Whoa.
Training Day
A new Amazon AI model, according to the researchers who built it, is exhibiting language abilities that it wasn’t trained on.
In a not-yet-peer-reviewed academic paper, the team at Amazon AGI — which stands for “artificial general intelligence,” or human-level AI — say their large language model (LLM) is exhibiting “state-of-the-art naturalness” at conversational text. Per the examples shared in the paper, the model does seem sophisticated.
As the paper indicates, the model was able to come up with all sorts of sentences that, according to criteria crafted with the help of an “expert linguist,” showed it was making the types of language leaps that are natural in human language learners but have been difficult to obtain in AI.

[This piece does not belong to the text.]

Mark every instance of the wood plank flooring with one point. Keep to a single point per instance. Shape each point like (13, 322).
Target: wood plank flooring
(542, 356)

Named “Big Adaptive Streamable TTS with Emergent abilities” or BASE TTS, the initial model was trained on 100,000 hours of “public domain speech data,” 90 percent in English, to teach it how Americans talk. To test out how large models would need to be to show “emergent abilities,” or abilities they were not trained on, the Amazon AGI team trained two smaller models, one on 1,000 hours of speech data and another on 10,000, to see which of the three — if any — exhibited the type of language naturalness they were looking for.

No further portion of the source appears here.